In the 1301 Days, system designers had to have a 5% concentration, however most would design to 6%, due primarily to experiences in failed discharge tests where the design concentration failed to be retained for a given period of time. Now a days, NFPA 2001 requires "Room Integrity Testing" or "Door Fan" testing to insure that the protected space is sufficiently air tight to retain the concentration. As the current market is so competitive, you'll not find a system designer using a higher concentration than required by Codes, unless it's required by a project spec.
- Fire Size
There have been numerous tests conducted by NIST, USCG, and Hughes Associates, to understand the by products of combustion. Some manufactures of Inert Gas systems used the HF Acid by product as a marketing strategy for their product. Some of the fire tests produced very large quantities of HF Acid but the fire size was considered to be unrealistic in most cases. Testing by Hughes Associates demonstrated that the typical fire in a data processing center netted very little HF Acid. (see NFPA 2001, 2008 edition, Appendix A, Section A.5.7.2).
- Discharge Time
Halocarbon agents, like Halon 1301, are required to discharge 95% of the required agent, in 10 seconds to minimize the potential of HF Acid due to thermal decomposition. Because Inert Gas agents don't experience thermal decomposition, they're permitted to have a 60 second discharge.
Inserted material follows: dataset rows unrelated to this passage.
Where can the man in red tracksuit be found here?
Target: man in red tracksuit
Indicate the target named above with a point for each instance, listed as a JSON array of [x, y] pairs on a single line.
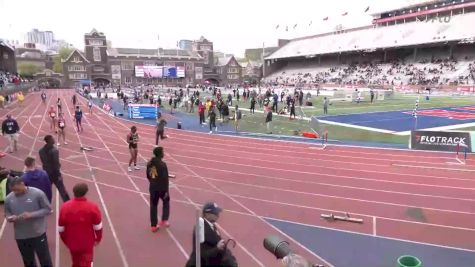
[[80, 226]]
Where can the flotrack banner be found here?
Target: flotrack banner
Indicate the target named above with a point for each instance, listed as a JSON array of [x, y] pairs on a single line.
[[442, 141]]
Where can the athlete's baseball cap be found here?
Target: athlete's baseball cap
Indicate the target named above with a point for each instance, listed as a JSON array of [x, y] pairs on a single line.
[[212, 208]]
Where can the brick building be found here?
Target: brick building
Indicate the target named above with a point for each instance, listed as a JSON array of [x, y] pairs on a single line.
[[101, 64]]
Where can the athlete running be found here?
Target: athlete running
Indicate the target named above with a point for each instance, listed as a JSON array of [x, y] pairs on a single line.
[[43, 97], [61, 129], [132, 140], [78, 118], [89, 104], [58, 103], [52, 115]]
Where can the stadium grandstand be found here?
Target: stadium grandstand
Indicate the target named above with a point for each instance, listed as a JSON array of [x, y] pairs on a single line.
[[426, 44]]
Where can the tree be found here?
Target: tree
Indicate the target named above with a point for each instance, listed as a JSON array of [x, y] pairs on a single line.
[[28, 69], [64, 52]]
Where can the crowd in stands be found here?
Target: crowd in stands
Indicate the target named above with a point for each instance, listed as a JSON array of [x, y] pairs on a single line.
[[9, 78], [432, 72]]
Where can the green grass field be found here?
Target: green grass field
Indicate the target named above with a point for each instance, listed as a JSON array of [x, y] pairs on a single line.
[[284, 126], [399, 102]]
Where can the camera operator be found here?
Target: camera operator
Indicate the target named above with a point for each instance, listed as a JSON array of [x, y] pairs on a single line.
[[213, 249]]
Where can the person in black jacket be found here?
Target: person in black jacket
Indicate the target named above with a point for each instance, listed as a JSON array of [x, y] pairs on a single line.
[[157, 175], [213, 249], [11, 129], [49, 156]]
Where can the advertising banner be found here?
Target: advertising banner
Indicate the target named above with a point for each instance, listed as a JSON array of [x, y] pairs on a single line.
[[441, 141]]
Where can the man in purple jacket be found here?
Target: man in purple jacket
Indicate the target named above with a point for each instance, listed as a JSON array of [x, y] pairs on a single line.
[[37, 178]]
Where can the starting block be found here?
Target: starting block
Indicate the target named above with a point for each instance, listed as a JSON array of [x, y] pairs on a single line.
[[346, 218]]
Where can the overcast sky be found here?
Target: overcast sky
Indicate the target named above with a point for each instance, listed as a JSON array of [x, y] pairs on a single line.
[[232, 25]]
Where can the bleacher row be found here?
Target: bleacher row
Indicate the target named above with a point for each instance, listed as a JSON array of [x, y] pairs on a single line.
[[398, 72], [408, 34]]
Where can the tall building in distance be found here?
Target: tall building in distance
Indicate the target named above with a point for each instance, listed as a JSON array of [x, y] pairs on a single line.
[[41, 38], [185, 45]]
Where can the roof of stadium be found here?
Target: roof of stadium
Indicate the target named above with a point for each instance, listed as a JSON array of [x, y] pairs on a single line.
[[395, 5], [5, 44], [371, 38]]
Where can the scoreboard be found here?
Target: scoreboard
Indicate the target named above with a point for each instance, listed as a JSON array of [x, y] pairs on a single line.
[[143, 111]]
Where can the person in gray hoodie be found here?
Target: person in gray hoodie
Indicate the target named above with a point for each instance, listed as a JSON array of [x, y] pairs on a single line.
[[37, 178], [27, 208]]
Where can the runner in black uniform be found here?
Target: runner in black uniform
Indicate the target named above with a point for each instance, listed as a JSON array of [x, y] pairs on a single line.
[[132, 140]]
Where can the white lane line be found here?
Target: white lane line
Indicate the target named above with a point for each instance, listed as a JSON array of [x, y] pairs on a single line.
[[374, 225]]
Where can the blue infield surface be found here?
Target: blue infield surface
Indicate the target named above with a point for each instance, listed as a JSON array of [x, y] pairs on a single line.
[[400, 121], [370, 251]]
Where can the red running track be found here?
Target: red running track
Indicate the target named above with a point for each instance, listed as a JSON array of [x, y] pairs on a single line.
[[253, 180]]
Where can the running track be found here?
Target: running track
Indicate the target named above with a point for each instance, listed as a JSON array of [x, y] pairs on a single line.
[[253, 180]]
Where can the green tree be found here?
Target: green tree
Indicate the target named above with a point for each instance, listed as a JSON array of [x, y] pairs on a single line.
[[28, 69], [63, 54]]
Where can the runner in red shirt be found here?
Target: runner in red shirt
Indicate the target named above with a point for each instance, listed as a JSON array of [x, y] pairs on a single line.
[[80, 226], [52, 115]]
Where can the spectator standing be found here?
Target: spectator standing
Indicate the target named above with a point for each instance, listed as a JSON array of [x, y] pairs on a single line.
[[27, 208], [80, 226], [49, 156], [11, 129], [160, 133], [201, 113], [36, 178], [157, 175]]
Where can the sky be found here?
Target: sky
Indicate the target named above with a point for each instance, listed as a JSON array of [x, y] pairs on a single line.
[[232, 26]]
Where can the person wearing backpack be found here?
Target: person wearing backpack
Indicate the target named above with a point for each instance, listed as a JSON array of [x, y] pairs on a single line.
[[157, 175], [237, 118]]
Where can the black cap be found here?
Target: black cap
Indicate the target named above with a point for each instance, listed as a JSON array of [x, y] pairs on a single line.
[[212, 208]]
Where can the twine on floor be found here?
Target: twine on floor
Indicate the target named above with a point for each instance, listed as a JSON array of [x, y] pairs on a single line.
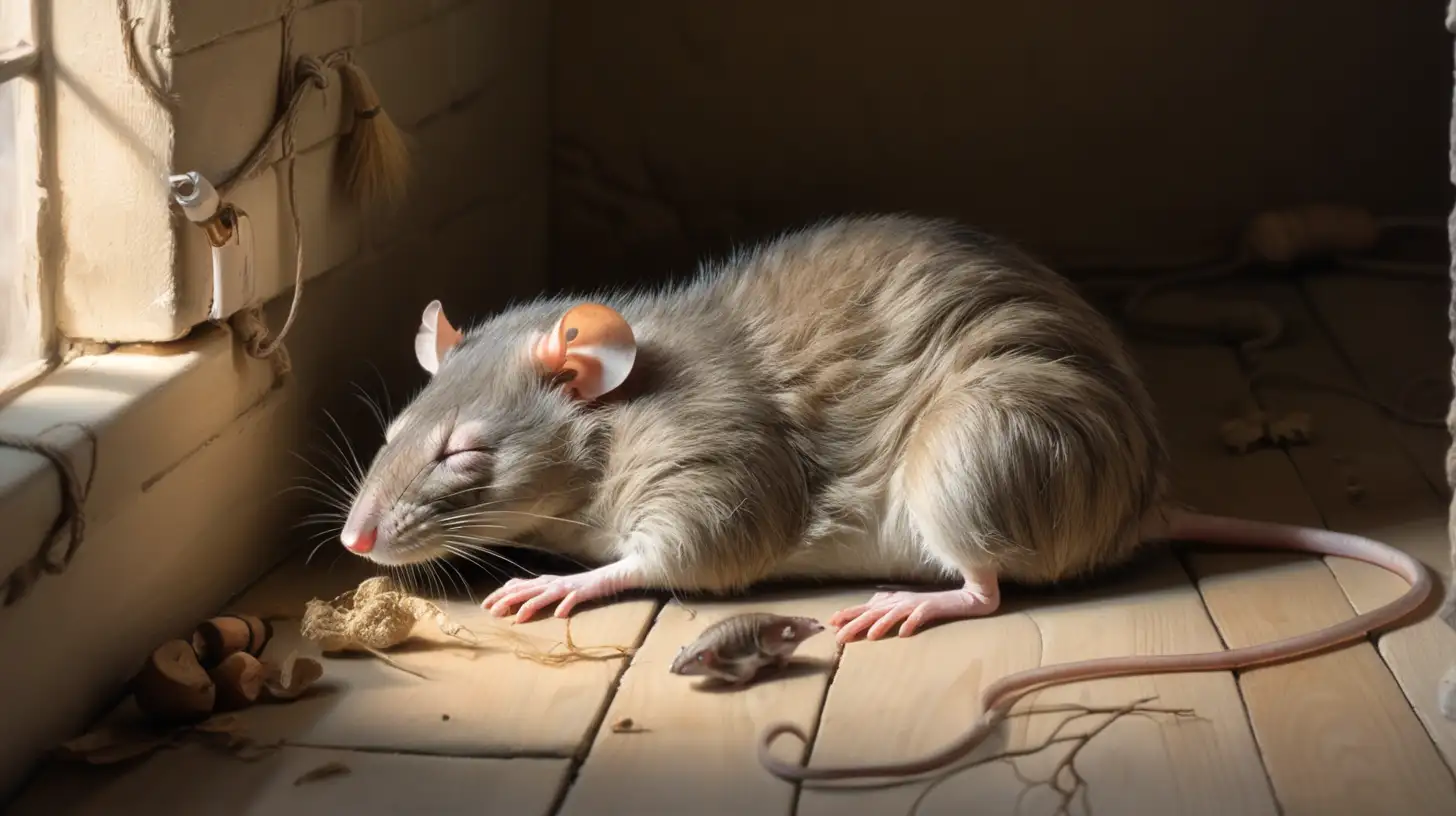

A number of years ago, Tyco and Great Lakes got into a heated battle, which all started due to an advertisement slogan by Great Lakes "When You don't Have a Minute to Spare". Tyco responded with a side by side comparison of a live fire discharge test and used the slogan "...The Shortest Minute...". The video demonstrated several things there which is what brought about the mud slinging...
a) The FM-200 system discharge in 10 seconds, but the fire didn't appear to be extinguished for some 59 or 60 seconds later.
b) The Inert Gas system discharged in 60 seconds, and the fire appeared to be extinguished in the same amount of time as with FM-200, maybe even a second sooner.
c) Visibility in the FM-200 space was noticeably reduced.
After several years the two agreed to disagree, and the law suit stopped. Tyco pulled the video from the market and remade the video using only their agent and titled the add "Still the shortest minute"
There are really only two (2) things an end user should consider when selecting a clean agent systems; a) feasibility of pressure relief venting for Inert gas agents, b) cost of recharge for either agent.
- Pressure Relief Venting
Rooms or buildings which are stand alone will have marginal cost for venting. If the room is centered within a larger building the venting will have a higher cost. Most system providers won't be able to quote the cost of this venting as it's usually a HVAC contractor with the tools to install them.
- Cost of Recharge
The cost to recharge a FM-200 system will be close to $0.85 per cubic foot of protected space. For an Inert system it will be closer to $0.26 per cubic foot of protected space. I've yet to see a halocarbon agent come close, in terms of cost, to that of an Inert agent, when the cost of the recharge is taken into consideration.
Regards,
Dan Marr
"Real world Knowledge isn't dropped from a parachute in the sky but rather acquired in tiny increments from a variety of sources including panic and curiosity."